Markos Palaiologos Iagaris or Iagros (Greek: Μάρκος Παλαιολόγος Ἰάγαρης/Ἴαγρος) was a Byzantine aristocrat and diplomatic envoy.
He first appears in Constantinople in 1401, qualified as an oikeios of the emperor.[1] In 1417 he was possibly sent on a diplomatic mission to the Venetians in the Morea.[1] In 1422 and again in 1429 he was sent by Emperor John VIII Palaiologos as an envoy to the Ottoman Sultan Murad II. At the time he had the relatively lowly rank of protovestiarites, but was quickly promoted to protostrator and then to the senior rank of megas stratopedarches, which he held already during his mission in 1430 to Pope Martin V.[1][2] During his return from the mission to the Pope, on orders from the Emperor, he raised Thomas Palaiologos to the rank of Despot in the Morea.[1] He led two more missions abroad, one in 1433 to Pope Eugene IV, and one in 1438 to Venice.[1]
According to Rodolphe Guilland, he was married to an unnamed lady from the Petraliphas family, and was likely the brother of another high official, Manuel Palaiologos Iagaris.[2]
References
Sources
- Guilland, Rodolphe (1967). "Le Protostrator". Recherches sur les institutions byzantines, Tome I (in French).
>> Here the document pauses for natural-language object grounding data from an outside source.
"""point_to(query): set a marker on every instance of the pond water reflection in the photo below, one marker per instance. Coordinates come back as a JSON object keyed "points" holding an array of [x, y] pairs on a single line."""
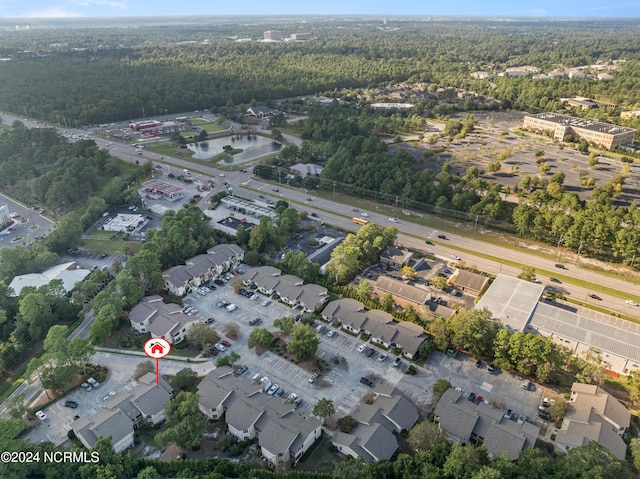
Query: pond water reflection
{"points": [[256, 147]]}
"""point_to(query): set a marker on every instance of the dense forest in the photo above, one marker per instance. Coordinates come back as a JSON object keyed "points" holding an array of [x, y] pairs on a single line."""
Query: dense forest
{"points": [[112, 73]]}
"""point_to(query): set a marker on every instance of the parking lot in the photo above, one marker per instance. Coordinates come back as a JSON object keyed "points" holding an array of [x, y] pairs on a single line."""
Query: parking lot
{"points": [[29, 226], [342, 384]]}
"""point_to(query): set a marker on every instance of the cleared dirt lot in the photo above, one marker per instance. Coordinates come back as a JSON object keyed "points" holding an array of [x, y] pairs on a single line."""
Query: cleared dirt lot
{"points": [[497, 132]]}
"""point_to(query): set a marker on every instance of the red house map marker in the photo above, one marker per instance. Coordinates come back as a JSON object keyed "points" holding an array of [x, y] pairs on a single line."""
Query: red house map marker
{"points": [[157, 348]]}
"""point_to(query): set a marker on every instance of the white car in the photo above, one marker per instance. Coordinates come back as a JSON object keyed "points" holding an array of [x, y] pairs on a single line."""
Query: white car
{"points": [[272, 390]]}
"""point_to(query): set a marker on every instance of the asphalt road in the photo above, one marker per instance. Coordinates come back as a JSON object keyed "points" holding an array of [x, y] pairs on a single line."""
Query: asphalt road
{"points": [[340, 214]]}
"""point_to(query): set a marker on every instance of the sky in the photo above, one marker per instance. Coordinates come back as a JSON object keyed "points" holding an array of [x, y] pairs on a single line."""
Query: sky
{"points": [[135, 8]]}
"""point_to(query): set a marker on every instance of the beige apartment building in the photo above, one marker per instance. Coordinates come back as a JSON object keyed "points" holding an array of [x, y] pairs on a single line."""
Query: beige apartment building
{"points": [[604, 135]]}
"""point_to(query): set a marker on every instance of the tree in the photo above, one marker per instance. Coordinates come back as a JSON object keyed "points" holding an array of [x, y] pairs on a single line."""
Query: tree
{"points": [[493, 167], [16, 405], [528, 273], [442, 335], [363, 290], [346, 424], [185, 379], [474, 331], [201, 335], [232, 331], [143, 368], [386, 302], [149, 472], [285, 324], [425, 436], [185, 423], [129, 289], [324, 408], [146, 269], [259, 337], [441, 386], [304, 342], [408, 272], [633, 385], [558, 408], [465, 461], [438, 282], [227, 360]]}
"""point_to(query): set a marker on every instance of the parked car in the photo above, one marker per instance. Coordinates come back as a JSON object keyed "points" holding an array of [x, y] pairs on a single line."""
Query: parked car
{"points": [[366, 382], [272, 390], [545, 415]]}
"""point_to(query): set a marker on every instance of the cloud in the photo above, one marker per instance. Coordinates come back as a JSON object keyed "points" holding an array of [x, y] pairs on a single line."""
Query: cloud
{"points": [[619, 6], [53, 12], [101, 3]]}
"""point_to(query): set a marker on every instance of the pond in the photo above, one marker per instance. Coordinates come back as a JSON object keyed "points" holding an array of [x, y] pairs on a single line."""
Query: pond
{"points": [[254, 148]]}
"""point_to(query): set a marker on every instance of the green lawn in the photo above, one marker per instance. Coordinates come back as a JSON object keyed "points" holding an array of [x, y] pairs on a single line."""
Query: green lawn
{"points": [[211, 127]]}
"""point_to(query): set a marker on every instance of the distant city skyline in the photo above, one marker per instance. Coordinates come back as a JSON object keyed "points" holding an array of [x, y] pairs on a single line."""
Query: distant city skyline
{"points": [[422, 8]]}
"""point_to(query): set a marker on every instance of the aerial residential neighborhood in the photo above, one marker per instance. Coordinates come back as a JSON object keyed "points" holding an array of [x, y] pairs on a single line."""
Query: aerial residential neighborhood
{"points": [[377, 246]]}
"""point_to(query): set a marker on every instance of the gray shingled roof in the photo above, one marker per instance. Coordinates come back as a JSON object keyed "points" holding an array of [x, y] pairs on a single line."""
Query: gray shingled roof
{"points": [[403, 290], [511, 301]]}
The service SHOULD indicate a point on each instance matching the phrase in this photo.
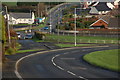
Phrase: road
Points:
(63, 63)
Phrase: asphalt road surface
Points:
(65, 63)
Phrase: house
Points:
(107, 22)
(21, 18)
(116, 3)
(100, 23)
(114, 23)
(100, 8)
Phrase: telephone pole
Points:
(8, 28)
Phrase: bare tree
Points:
(40, 9)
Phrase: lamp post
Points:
(8, 25)
(75, 27)
(50, 20)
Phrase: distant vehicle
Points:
(45, 28)
(18, 35)
(28, 36)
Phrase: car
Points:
(18, 35)
(45, 28)
(28, 36)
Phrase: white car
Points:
(28, 36)
(18, 35)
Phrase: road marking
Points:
(18, 75)
(16, 65)
(83, 68)
(71, 72)
(63, 68)
(68, 58)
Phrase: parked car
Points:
(18, 35)
(28, 36)
(46, 28)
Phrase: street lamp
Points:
(75, 25)
(8, 25)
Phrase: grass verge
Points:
(107, 59)
(73, 45)
(23, 51)
(80, 39)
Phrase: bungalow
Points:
(21, 18)
(101, 23)
(100, 8)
Berlin: Akademie-Verlag. pp. 478–497.
- Trapp, Erich; Beyer, Hans-Veit; Walther, Rainer; Sturm-Schnabl, Katja; Kislinger, Ewald; Leontiadis, Ioannis; Kaplaneres, Sokrates (1976–1996). Prosopographisches Lexikon der Palaiologenzeit (in German). Vienna: Verlag der Österreichischen Akademie der Wissenschaften. ISBN 3-7001-3003-1.